Armadillo is an open source linear algebra library for the C++ language, aiming towards a good balance between speed and ease of use. Its high-level Application Programming Interface (API) is deliberately similar to the widely Matlab and Octave languages (Eaton et al. 2015), so that mathematical operations can be expressed in a familiar and natural manner. The library is useful for algorithm development directly in C++, or relatively quick conversion of research code into production environments.
Armadillo provides efficient objects for vectors, matrices and cubes (third order tensors), as well as over 200 associated functions for manipulating data stored in the objects. Integer, floating point and complex numbers are supported, as well as dense and sparse storage formats. Various matrix factorisations are provided through integration with LAPACK (Demmel 1997), or one of its high performance drop-in replacements such as Intel MKL (Intel 2016) or OpenBLAS (Xianyi, Qian, and Saar 2016). It is also possible to use Armadillo in conjunction with NVBLAS to obtain GPU-accelerated matrix multiplication (NVIDIA 2015).
Armadillo is used as a base for other open source projects, such as MLPACK, a C++ library for machine learning and pattern recognition (Curtin et al. 2013), and RcppArmadillo, a bridge between the R language and C++ in order to speed up computations (Eddelbuettel and Sanderson 2014).
Armadillo internally employs an expression evaluator based on template meta-programming techniques (Abrahams and Gurtovoy 2004), to automatically combine several operations in order to increase speed and efficiency. An overview of the internal architecture is given in (Sanderson 2010).
Abrahams, David, and Aleksey Gurtovoy. 2004. C++ Template Metaprogramming: Concepts, Tools, and Techniques from Boost and Beyond. Addison-Wesley Professional.
Curtin, Ryan R., James R. Cline, N. P. Slagle, William B. March, Parikshit Ram, Nishant A. Mehta, and Alexander G. Gray. 2013. “MLPACK: A Scalable C++ Machine Learning Library.” Journal of Machine Learning Research 14 (Mar): 801–5. http://jmlr.org/papers/v14/curtin13a.html.
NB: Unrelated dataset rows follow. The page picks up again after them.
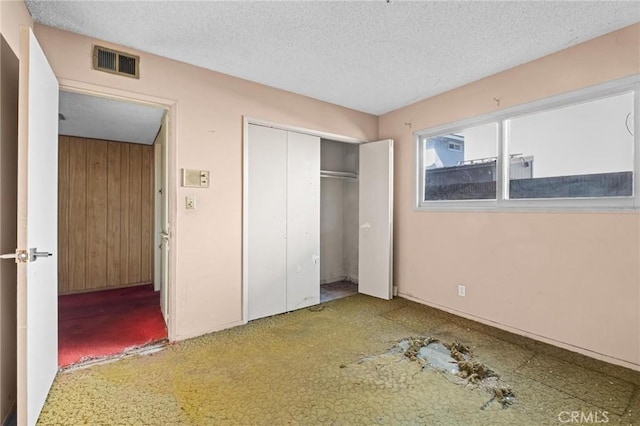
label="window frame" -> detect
[413,74,640,212]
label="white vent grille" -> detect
[93,46,140,78]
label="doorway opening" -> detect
[58,91,168,368]
[320,139,359,303]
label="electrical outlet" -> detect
[186,195,196,210]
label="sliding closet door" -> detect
[246,125,287,320]
[358,139,393,299]
[287,132,320,311]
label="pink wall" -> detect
[35,25,378,339]
[379,24,640,370]
[0,1,33,424]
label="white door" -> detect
[153,112,170,323]
[358,139,393,300]
[286,132,320,311]
[244,124,287,321]
[18,28,58,425]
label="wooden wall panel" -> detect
[58,136,69,292]
[85,139,108,290]
[107,142,123,287]
[58,136,154,294]
[120,144,131,282]
[67,138,87,293]
[129,145,142,282]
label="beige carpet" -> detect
[40,295,640,426]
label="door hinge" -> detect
[0,248,53,263]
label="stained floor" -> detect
[39,295,640,425]
[320,281,358,303]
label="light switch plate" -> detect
[182,169,209,188]
[186,195,196,210]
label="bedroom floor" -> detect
[39,295,640,426]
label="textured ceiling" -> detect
[26,0,640,114]
[58,92,164,145]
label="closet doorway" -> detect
[243,118,393,321]
[58,91,168,368]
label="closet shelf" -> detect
[320,170,358,180]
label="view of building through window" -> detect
[422,92,634,201]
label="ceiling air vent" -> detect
[93,46,140,78]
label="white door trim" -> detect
[58,78,178,341]
[242,116,366,324]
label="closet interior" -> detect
[320,139,358,293]
[243,123,393,321]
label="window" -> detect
[421,123,498,201]
[507,92,633,199]
[415,76,640,210]
[449,141,462,152]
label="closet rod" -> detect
[320,170,358,180]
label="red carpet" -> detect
[58,285,167,367]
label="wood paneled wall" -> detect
[58,136,154,294]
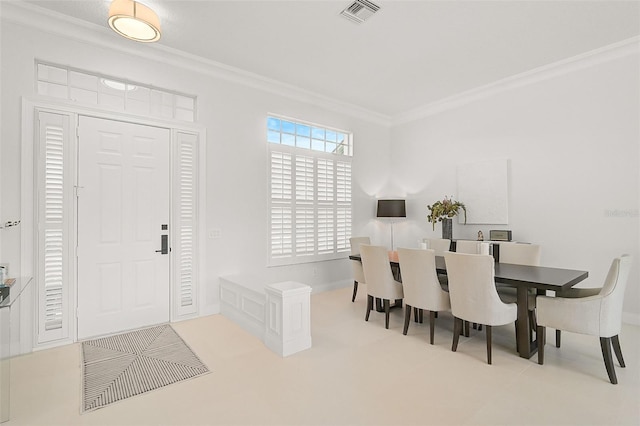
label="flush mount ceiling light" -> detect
[109,0,160,43]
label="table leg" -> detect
[516,286,538,359]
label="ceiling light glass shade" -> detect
[109,0,160,43]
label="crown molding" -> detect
[0,1,391,126]
[391,36,640,126]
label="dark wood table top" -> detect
[349,255,589,291]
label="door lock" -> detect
[156,235,169,254]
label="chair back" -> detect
[398,248,451,312]
[500,244,542,266]
[444,252,516,326]
[360,244,403,300]
[594,254,631,337]
[422,238,451,256]
[349,237,371,284]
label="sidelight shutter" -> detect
[172,132,198,317]
[36,112,70,343]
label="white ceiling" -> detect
[21,0,640,117]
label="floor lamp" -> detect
[376,200,407,251]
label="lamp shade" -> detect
[109,0,160,42]
[376,200,407,217]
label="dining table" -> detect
[349,252,589,358]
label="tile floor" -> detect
[6,288,640,426]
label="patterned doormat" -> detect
[82,325,209,412]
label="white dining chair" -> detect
[444,252,518,364]
[536,254,631,385]
[360,244,404,328]
[349,237,371,302]
[398,248,451,345]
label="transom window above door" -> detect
[36,61,197,123]
[267,117,353,156]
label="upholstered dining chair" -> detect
[536,254,631,385]
[349,237,371,302]
[398,248,451,345]
[360,244,404,329]
[422,238,451,256]
[444,253,518,364]
[556,287,602,348]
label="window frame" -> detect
[265,114,353,266]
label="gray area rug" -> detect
[82,325,209,412]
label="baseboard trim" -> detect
[312,280,353,294]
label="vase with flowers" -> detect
[427,197,467,240]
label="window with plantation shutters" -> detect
[267,116,352,265]
[172,132,198,316]
[37,112,71,343]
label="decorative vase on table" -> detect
[442,218,453,240]
[427,197,467,240]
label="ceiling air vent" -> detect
[340,0,380,24]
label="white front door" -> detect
[77,116,170,339]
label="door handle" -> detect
[156,235,169,254]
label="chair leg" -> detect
[364,294,373,321]
[402,305,411,336]
[600,337,618,385]
[536,325,546,365]
[429,311,437,345]
[384,299,391,330]
[451,317,462,352]
[611,334,626,368]
[487,325,491,364]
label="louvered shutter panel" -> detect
[316,158,336,254]
[270,151,293,259]
[37,112,70,343]
[336,161,351,252]
[267,121,352,266]
[172,132,198,316]
[295,155,315,256]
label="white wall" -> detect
[0,6,389,322]
[391,46,640,323]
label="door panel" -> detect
[78,117,170,339]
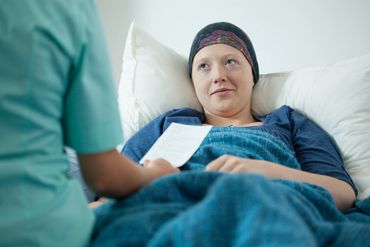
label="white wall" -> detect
[97,0,370,82]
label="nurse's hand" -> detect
[144,159,180,182]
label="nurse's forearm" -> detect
[78,150,176,198]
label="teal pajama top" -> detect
[0,0,122,246]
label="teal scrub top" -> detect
[0,0,122,247]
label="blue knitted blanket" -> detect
[92,128,370,247]
[92,171,370,246]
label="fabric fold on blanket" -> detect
[92,171,370,246]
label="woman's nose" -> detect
[212,66,226,83]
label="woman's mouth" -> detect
[211,88,234,95]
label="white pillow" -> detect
[119,20,370,199]
[118,22,202,141]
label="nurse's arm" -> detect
[78,149,179,198]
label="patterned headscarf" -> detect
[189,22,259,83]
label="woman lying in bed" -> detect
[122,22,356,210]
[93,23,370,246]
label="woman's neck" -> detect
[204,109,260,126]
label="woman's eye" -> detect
[226,58,236,65]
[198,63,209,71]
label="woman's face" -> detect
[192,44,254,117]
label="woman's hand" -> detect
[206,155,274,178]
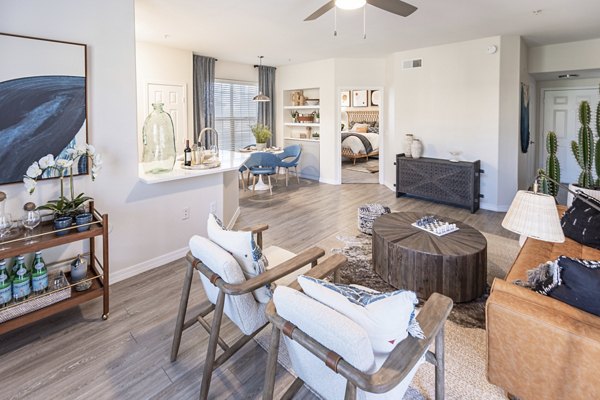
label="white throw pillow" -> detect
[206,214,273,303]
[298,275,424,356]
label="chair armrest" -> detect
[192,247,325,296]
[240,224,269,249]
[240,224,269,233]
[265,254,348,322]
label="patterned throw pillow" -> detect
[560,193,600,250]
[298,275,424,356]
[527,256,600,316]
[206,214,273,303]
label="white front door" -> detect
[146,83,189,154]
[542,89,600,183]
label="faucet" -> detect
[198,127,219,157]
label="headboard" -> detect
[346,111,379,127]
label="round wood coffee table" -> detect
[373,212,487,303]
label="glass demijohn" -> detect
[142,103,177,174]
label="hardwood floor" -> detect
[0,179,515,399]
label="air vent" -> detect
[402,58,423,69]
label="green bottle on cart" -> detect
[0,260,12,308]
[29,251,48,294]
[13,256,31,302]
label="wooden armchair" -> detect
[263,283,452,400]
[171,225,346,399]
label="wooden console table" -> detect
[0,202,109,334]
[396,154,481,213]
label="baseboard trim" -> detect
[110,247,189,285]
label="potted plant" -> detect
[568,94,600,205]
[23,145,102,229]
[251,124,271,150]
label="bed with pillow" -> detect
[341,111,379,164]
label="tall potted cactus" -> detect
[541,131,560,197]
[569,88,600,204]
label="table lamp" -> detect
[502,171,600,245]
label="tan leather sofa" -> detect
[486,208,600,400]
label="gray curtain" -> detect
[193,55,217,143]
[258,66,275,146]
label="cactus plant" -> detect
[541,131,560,197]
[571,100,598,189]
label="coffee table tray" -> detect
[411,222,459,236]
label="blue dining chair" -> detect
[277,144,302,186]
[239,144,256,190]
[244,152,280,195]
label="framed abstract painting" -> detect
[0,33,88,185]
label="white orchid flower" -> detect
[38,154,54,170]
[23,176,37,194]
[25,161,43,179]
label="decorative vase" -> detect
[75,213,93,232]
[404,133,414,157]
[142,103,177,174]
[410,139,423,158]
[54,215,73,236]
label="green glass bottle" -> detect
[12,256,31,301]
[0,260,12,308]
[29,251,48,294]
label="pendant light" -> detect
[252,56,271,102]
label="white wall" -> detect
[384,37,508,210]
[496,36,520,210]
[0,0,223,282]
[136,42,194,153]
[529,39,600,74]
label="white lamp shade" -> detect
[335,0,367,10]
[502,190,565,243]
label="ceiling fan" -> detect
[304,0,417,21]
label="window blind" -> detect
[215,80,258,150]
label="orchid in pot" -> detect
[23,144,102,222]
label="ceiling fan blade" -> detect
[304,0,335,21]
[367,0,417,17]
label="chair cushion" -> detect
[206,213,272,303]
[189,235,267,335]
[273,286,375,399]
[298,276,423,356]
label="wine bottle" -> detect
[12,256,31,301]
[29,251,48,294]
[0,260,12,308]
[183,139,192,167]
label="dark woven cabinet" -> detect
[396,153,480,213]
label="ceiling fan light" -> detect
[335,0,367,10]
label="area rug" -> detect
[344,160,379,174]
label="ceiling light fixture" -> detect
[335,0,367,10]
[252,56,271,103]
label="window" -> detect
[215,80,258,150]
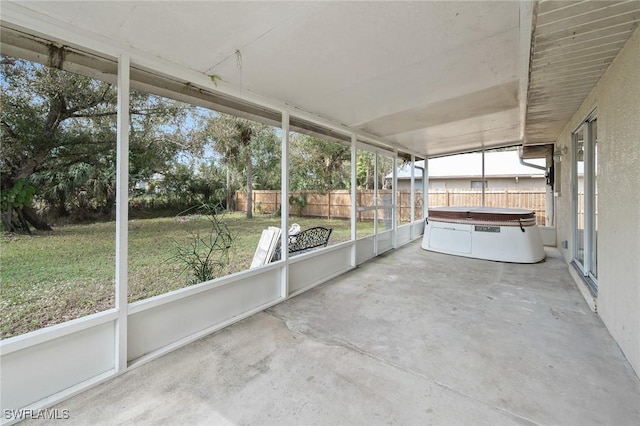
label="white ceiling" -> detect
[3,1,636,156]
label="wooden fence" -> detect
[234,190,545,225]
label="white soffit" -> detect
[2,1,531,155]
[525,0,640,144]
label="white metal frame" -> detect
[571,109,598,295]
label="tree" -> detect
[0,55,186,231]
[200,114,280,219]
[290,133,351,192]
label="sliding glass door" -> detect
[573,113,598,293]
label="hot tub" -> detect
[422,207,545,263]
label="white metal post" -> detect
[582,121,594,276]
[373,151,380,256]
[280,111,289,297]
[391,151,400,249]
[115,56,130,372]
[480,148,485,207]
[422,156,429,220]
[351,133,358,267]
[409,154,416,225]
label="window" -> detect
[572,113,598,293]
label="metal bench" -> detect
[271,226,333,262]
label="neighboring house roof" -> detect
[392,151,545,179]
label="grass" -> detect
[0,213,372,339]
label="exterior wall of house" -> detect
[557,29,640,374]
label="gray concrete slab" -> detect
[25,242,640,425]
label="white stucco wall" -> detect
[557,29,640,375]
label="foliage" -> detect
[356,150,393,189]
[289,193,307,216]
[289,133,351,192]
[198,114,280,218]
[0,55,194,229]
[0,178,36,232]
[169,204,233,284]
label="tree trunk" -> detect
[246,153,253,219]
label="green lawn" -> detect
[0,213,372,338]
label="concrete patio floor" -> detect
[28,241,640,425]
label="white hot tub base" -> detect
[422,207,545,263]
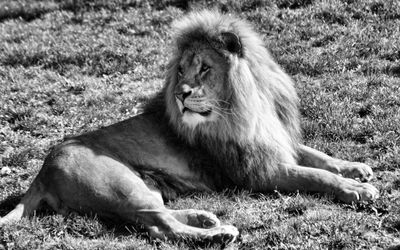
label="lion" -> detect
[0,10,379,242]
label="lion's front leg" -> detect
[272,164,379,203]
[299,145,373,181]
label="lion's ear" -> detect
[221,32,242,56]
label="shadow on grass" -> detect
[0,194,24,217]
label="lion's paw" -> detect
[187,210,220,228]
[337,178,379,203]
[340,161,374,181]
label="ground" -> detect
[0,0,400,249]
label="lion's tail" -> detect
[0,179,44,227]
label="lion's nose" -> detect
[175,90,192,103]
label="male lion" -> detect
[0,11,379,241]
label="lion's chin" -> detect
[182,111,208,128]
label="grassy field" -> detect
[0,0,400,249]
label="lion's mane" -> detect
[164,10,300,189]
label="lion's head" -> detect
[164,11,299,162]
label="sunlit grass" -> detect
[0,0,400,249]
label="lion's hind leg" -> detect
[169,209,221,228]
[135,209,239,244]
[299,145,373,181]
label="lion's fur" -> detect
[0,11,379,239]
[165,11,300,188]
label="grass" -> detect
[0,0,400,249]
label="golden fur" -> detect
[0,11,379,242]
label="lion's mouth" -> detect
[182,107,211,116]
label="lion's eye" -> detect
[200,64,210,73]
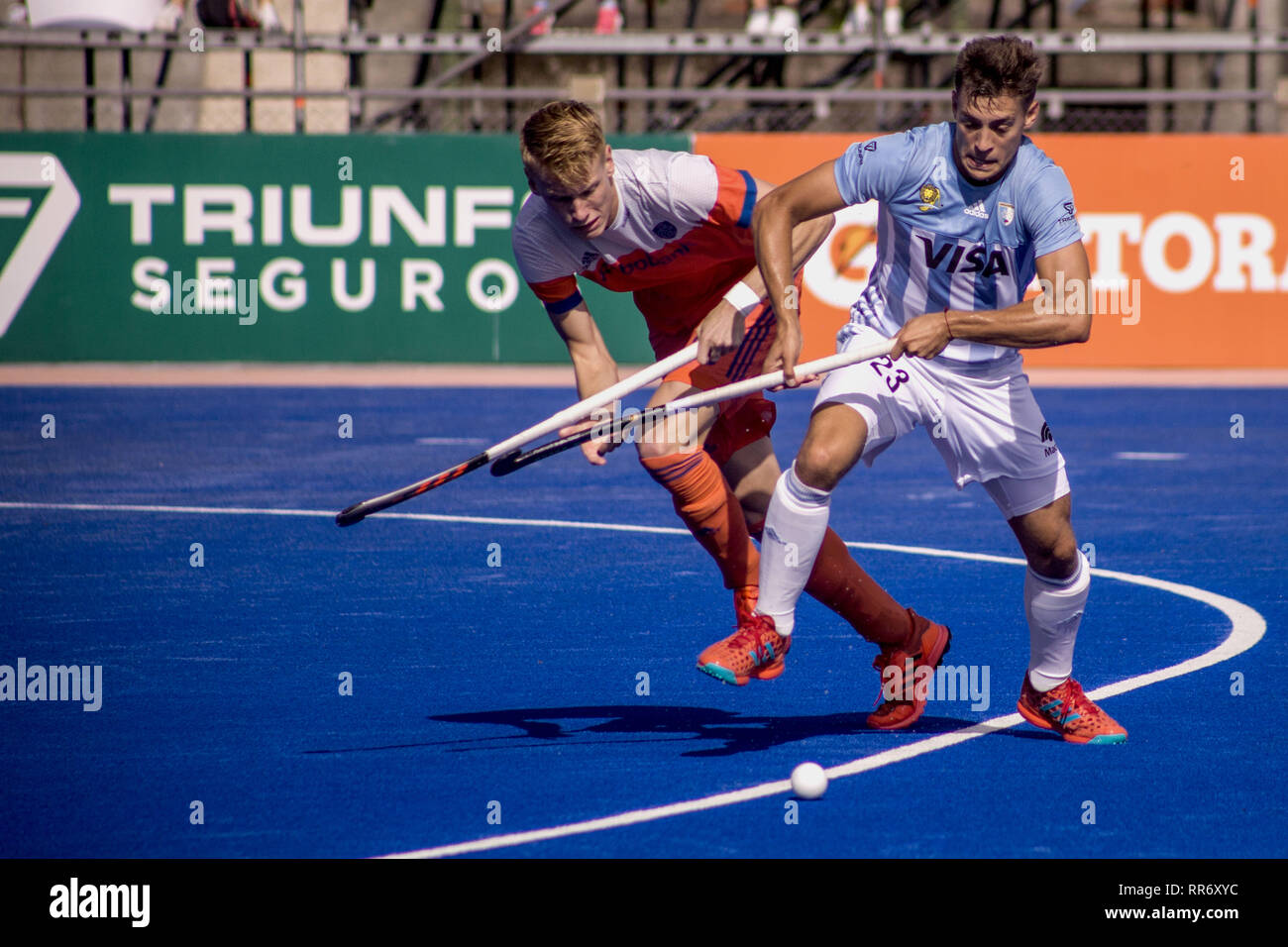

Demmel, James W. 1997. Applied Numerical Linear Algebra. SIAM.
Eaton, John W., David Bateman, Søren Hauberg, and Rik Wehbring. 2015. GNU Octave Version 4.0.0 Manual: A High-Level Interactive Language for Numerical Computations. http://www.gnu.org/software/octave/.
Eddelbuettel, Dirk, and Conrad Sanderson. 2014. “RcppArmadillo: Accelerating R with High-Performance C++ Linear Algebra.” Computational Statistics & Data Analysis 71: 1054–63. doi:10.1016/j.csda.2013.02.005.
Intel. 2016. “Math Kernel Library (MKL).” http://software.intel.com/en-us/intel-mkl/.
NVIDIA. 2015. “NVBLAS Library.” http://docs.nvidia.com/cuda/nvblas/.
Sanderson, Conrad. 2010. “Armadillo: An Open Source C++ Linear Algebra Library for Fast Prototyping and Computationally Intensive Experiments.” NICTA.